The chart of the week is from Alejandro Valerio, Senior Analyst for Latin America:
“After signing a controversial peace accord to end a 53-year conflict with the FARC in 2016, Colombia is heading into the most consequential elections in its modern history. Congressional elections on March 11 will determine whether Congress will be fragmented again, making it harder for the next administration to pass the economic reforms needed to improve Colombia’s business environment. The presidential election on May 27—likely to go to a runoff on June 17—will decide whether the next administration will focus on tackling the economic challenges and continuing the implementation of the peace accord, or if it will revise the accord, with unknown consequences. The results will greatly influence Colombia’s economic performance and business opportunities in the years to come.
This chart, which comes from a full piece we published last week called “Colombia Election Scenarios,” summarizes the positions of the major candidates. The best outcome for Colombia, a country desperately in need of stability and pro-business reforms to attract fdi, would be for one of the candidates in the upper-right quadrant to carry the election. But there are plenty of other candidates in the field. I think there is a 25% chance that a peace-revisionist wins the Presidency, with uncertain and potentially dangerous consequences. Problematic for other reasons is Gustavo Petro, who is in favor of more active state intervention in the economy. He is leading the pack according to some polls.

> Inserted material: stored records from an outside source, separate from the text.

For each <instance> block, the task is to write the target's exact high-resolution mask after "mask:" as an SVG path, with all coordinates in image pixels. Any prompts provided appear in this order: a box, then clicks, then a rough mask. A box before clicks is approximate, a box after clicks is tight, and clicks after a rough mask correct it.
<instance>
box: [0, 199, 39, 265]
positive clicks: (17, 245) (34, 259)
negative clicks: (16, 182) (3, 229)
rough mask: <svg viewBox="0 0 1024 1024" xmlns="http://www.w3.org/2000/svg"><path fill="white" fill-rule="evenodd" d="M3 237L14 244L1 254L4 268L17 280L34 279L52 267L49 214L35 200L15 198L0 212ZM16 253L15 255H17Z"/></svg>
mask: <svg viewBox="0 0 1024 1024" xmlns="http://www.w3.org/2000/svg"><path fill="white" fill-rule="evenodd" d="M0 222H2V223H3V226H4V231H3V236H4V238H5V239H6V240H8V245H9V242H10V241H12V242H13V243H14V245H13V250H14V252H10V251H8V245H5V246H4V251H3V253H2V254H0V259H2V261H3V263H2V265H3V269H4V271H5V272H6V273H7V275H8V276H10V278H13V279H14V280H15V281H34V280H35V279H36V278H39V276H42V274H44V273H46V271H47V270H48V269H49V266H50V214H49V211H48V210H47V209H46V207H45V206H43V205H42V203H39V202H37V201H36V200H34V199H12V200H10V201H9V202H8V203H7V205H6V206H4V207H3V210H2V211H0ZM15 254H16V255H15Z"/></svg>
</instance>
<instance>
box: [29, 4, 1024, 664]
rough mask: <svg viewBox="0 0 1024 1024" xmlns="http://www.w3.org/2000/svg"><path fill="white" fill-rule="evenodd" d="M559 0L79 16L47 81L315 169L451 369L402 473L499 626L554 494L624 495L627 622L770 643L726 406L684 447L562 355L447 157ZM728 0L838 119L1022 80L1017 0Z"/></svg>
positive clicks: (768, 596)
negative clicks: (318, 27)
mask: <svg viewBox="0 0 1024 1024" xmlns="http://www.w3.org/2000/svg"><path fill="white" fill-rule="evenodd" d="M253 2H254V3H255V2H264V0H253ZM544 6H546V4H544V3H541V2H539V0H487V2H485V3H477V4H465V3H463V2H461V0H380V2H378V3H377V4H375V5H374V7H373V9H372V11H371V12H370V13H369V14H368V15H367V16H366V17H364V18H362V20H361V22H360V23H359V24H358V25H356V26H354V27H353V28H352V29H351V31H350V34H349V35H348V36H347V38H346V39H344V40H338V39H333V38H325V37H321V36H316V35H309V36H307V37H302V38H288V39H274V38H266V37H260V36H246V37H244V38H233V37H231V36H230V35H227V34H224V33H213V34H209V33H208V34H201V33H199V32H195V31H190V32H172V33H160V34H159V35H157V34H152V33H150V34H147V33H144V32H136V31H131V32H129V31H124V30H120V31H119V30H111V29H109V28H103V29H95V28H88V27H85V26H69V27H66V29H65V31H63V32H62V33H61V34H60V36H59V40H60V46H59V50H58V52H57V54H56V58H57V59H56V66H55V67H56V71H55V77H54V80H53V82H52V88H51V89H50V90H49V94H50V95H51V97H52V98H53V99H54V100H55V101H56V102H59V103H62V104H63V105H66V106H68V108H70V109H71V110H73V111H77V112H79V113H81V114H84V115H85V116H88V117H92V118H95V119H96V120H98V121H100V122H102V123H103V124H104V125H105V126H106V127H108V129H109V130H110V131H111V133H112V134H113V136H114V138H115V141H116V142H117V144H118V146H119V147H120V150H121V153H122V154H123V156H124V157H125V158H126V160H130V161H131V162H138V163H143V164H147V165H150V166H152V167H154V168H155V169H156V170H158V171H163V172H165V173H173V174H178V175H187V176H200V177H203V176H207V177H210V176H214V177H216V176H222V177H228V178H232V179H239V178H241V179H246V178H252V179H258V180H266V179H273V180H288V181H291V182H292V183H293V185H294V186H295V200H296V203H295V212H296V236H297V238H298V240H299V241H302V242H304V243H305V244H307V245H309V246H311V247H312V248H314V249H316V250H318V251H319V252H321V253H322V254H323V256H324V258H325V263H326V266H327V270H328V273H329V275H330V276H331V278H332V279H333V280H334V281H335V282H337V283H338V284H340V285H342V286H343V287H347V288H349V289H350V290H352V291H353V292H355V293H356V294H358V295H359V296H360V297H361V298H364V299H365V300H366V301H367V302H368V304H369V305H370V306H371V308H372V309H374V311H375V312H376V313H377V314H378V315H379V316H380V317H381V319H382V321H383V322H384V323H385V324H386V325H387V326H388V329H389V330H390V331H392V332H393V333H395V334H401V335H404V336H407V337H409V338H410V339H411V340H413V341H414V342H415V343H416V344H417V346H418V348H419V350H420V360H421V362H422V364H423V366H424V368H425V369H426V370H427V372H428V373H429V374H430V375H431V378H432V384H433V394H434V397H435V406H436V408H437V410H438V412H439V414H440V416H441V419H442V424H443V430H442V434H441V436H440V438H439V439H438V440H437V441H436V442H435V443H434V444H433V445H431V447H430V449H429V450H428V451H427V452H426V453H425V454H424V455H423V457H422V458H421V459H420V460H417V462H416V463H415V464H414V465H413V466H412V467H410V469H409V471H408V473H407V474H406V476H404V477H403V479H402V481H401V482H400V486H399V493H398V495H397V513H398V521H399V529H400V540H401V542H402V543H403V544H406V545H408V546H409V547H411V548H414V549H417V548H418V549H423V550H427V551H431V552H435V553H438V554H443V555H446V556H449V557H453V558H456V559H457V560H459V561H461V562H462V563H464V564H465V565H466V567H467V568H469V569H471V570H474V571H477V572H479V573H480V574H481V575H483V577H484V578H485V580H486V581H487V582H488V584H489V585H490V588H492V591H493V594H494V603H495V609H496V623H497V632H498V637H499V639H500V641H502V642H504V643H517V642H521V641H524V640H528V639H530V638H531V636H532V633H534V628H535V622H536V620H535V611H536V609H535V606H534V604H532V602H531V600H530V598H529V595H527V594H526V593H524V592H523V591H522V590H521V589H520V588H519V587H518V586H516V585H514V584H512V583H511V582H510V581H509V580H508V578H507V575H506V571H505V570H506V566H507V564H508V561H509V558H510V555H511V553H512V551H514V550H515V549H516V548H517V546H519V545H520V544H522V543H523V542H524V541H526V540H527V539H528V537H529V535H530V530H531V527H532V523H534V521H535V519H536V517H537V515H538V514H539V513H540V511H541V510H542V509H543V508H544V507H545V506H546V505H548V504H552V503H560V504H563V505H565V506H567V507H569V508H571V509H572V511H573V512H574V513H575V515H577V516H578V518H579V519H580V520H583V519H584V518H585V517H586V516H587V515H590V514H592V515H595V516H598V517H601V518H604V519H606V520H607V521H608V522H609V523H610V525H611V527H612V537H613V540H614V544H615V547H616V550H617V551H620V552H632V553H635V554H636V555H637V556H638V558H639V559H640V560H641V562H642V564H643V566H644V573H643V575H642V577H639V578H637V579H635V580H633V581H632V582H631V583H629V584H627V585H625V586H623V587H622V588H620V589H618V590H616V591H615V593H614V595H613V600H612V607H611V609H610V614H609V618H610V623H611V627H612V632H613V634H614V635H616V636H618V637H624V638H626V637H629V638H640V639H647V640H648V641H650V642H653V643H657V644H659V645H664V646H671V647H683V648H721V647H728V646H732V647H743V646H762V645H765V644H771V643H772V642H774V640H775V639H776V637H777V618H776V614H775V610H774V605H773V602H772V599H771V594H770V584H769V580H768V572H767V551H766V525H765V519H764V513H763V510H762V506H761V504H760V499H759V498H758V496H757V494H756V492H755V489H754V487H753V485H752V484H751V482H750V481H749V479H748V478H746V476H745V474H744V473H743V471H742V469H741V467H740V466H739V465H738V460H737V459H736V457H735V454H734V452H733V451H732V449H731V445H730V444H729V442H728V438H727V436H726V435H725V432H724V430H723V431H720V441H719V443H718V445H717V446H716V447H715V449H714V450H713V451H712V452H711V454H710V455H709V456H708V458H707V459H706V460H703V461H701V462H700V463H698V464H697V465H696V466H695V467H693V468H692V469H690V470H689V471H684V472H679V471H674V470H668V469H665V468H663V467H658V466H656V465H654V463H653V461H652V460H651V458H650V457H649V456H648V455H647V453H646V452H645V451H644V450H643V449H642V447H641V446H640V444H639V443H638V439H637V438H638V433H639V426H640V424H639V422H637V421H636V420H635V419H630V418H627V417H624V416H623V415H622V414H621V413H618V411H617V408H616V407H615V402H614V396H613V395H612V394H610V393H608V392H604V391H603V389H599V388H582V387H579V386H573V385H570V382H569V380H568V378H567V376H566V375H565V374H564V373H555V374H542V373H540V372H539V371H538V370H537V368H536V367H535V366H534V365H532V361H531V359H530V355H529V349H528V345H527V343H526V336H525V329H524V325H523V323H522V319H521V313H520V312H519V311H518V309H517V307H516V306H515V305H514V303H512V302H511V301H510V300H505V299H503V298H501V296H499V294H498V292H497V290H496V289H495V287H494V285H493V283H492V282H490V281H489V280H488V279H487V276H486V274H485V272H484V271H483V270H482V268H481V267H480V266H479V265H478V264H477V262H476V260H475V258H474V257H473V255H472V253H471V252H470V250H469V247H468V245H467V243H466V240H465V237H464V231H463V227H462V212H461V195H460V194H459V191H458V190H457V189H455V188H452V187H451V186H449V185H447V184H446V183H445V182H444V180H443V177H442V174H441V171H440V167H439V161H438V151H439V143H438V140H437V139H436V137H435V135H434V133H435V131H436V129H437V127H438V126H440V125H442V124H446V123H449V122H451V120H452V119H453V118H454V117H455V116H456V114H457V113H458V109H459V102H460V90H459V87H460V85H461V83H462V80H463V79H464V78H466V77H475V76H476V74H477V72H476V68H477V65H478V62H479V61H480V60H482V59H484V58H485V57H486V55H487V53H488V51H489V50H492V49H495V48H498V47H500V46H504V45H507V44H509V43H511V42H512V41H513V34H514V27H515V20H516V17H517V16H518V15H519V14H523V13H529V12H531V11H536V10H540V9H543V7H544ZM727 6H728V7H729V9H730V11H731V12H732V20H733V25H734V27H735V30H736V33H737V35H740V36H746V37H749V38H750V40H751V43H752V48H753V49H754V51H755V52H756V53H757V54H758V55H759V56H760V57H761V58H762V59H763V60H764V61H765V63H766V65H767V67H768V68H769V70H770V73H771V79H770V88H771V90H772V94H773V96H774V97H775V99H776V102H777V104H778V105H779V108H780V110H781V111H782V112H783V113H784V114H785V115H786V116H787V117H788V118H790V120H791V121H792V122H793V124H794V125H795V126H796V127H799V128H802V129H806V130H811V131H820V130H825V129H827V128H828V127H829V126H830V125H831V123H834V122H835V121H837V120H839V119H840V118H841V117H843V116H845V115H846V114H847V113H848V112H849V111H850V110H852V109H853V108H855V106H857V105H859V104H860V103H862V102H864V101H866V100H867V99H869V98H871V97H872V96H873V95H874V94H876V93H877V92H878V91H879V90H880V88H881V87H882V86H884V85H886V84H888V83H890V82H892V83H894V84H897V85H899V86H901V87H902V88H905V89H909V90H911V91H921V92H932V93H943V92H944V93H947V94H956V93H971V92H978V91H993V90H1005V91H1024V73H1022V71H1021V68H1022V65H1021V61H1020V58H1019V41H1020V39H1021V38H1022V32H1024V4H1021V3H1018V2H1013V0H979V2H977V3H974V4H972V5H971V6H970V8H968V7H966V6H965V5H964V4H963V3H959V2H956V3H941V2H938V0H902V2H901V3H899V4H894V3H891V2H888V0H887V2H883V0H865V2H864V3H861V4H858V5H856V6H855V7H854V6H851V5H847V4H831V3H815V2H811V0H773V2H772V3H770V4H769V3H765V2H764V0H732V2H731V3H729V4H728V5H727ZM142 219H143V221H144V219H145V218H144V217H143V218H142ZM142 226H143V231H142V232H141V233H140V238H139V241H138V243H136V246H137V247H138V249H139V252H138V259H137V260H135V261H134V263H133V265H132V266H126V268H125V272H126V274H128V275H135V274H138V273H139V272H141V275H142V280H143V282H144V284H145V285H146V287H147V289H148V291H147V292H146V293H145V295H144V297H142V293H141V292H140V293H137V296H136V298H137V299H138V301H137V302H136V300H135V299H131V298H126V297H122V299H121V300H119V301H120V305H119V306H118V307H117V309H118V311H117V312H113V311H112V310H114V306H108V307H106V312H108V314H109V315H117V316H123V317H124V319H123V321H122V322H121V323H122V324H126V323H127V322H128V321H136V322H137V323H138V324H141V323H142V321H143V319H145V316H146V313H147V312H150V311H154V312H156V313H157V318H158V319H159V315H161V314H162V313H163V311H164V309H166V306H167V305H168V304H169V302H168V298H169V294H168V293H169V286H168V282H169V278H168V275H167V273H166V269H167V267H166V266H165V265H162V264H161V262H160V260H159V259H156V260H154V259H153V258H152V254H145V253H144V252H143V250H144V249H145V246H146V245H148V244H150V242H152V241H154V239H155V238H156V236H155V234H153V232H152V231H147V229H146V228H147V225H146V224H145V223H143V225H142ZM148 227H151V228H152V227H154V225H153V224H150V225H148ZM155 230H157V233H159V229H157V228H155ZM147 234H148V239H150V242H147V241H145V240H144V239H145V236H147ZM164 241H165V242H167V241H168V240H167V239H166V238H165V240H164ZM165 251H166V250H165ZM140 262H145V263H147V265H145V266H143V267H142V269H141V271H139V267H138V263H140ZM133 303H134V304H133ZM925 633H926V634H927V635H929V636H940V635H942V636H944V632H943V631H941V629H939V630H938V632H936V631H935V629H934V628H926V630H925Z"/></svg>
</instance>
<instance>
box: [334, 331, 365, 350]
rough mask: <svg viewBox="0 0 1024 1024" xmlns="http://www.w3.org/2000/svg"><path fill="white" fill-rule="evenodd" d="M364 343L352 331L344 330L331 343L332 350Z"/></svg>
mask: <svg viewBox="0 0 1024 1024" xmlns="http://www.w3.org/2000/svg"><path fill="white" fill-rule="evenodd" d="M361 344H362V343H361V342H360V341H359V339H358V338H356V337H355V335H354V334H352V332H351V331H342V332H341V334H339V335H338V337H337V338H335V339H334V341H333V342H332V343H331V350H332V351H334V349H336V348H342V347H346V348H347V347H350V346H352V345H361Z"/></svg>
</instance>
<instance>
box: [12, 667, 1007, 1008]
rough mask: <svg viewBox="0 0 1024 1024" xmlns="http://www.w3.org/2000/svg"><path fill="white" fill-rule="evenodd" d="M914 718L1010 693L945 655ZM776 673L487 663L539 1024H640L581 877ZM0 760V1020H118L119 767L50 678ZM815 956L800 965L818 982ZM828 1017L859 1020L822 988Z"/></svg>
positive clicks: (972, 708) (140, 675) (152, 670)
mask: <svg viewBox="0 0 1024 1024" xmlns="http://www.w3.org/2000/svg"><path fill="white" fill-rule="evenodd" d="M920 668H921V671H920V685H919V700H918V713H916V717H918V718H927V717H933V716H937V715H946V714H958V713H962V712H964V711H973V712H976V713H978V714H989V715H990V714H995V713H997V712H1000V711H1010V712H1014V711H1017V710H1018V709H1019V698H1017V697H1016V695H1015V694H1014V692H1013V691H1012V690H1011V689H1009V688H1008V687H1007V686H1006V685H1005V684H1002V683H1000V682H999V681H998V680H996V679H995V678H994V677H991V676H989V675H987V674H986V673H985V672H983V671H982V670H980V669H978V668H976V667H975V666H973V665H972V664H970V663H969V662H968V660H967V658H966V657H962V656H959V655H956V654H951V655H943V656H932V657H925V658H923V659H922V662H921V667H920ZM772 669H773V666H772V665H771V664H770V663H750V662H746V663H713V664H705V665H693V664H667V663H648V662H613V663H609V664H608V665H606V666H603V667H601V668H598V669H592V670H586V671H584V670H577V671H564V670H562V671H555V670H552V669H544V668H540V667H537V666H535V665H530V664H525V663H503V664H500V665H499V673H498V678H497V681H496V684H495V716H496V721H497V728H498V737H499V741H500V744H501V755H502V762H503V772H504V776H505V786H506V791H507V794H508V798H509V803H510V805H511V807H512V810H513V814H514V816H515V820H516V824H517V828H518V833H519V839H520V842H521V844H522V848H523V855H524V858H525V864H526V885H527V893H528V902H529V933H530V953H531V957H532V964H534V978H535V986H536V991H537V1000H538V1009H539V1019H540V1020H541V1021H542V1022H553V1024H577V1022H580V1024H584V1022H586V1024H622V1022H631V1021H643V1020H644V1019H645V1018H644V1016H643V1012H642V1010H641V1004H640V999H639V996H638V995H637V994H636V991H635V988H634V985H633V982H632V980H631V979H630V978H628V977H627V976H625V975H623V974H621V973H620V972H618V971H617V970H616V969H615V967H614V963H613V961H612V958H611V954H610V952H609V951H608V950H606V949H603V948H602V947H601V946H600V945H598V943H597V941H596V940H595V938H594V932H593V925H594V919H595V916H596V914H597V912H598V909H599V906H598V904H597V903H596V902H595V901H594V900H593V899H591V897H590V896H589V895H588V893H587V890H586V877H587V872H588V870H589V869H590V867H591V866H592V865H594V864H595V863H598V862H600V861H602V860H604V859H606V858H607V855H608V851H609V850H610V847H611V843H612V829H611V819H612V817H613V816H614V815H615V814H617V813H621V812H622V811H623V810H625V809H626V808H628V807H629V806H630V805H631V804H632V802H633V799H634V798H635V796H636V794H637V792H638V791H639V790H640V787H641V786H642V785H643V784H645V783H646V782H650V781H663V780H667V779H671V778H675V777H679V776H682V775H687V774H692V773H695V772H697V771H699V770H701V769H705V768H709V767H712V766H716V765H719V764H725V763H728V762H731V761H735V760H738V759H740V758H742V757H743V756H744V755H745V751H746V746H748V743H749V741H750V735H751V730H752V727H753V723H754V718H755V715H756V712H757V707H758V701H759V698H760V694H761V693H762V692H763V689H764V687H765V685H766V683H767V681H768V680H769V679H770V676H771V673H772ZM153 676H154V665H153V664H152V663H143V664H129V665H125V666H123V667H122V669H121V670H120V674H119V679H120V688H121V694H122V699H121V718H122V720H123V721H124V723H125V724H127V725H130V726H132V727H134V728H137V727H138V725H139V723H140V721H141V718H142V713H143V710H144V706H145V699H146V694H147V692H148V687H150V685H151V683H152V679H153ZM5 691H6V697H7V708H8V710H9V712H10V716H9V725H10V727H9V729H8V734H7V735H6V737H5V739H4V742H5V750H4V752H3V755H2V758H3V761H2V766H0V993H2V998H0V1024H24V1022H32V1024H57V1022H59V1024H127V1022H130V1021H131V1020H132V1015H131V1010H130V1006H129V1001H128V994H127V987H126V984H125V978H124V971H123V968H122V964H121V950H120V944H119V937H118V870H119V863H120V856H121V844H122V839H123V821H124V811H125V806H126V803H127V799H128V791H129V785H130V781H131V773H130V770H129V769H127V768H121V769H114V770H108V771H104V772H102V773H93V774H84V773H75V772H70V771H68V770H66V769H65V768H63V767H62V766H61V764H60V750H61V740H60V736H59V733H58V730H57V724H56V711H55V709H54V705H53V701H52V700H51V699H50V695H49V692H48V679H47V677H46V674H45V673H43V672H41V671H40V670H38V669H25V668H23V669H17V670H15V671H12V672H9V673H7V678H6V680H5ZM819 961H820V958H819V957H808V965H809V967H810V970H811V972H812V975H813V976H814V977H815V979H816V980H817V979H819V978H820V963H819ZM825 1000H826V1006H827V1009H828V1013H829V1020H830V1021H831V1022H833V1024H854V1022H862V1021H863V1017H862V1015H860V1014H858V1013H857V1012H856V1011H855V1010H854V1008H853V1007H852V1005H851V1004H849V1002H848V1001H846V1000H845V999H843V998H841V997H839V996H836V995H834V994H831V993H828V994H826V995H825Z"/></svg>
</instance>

The polls have been wrong in the last three elections in Colombia. It will be very difficult to know the outcome of the election before the runoffs take place in June. MNCs active in Colombia should create scenarios and conduct contingency planning in case a peace-revisionist wins, as there is potential for a relapse in violence that could jeopardize everything from consumption activity to distribution channels. In the case the pro-statist Gustavo Petro wins, a period of heightened FX and demand volatility is likely. Even if a pro-reform, pro-current peace accord candidate wins, the near-term uncertainty may depress domestic activity, while potentially paving the way for more opportunity down the road.”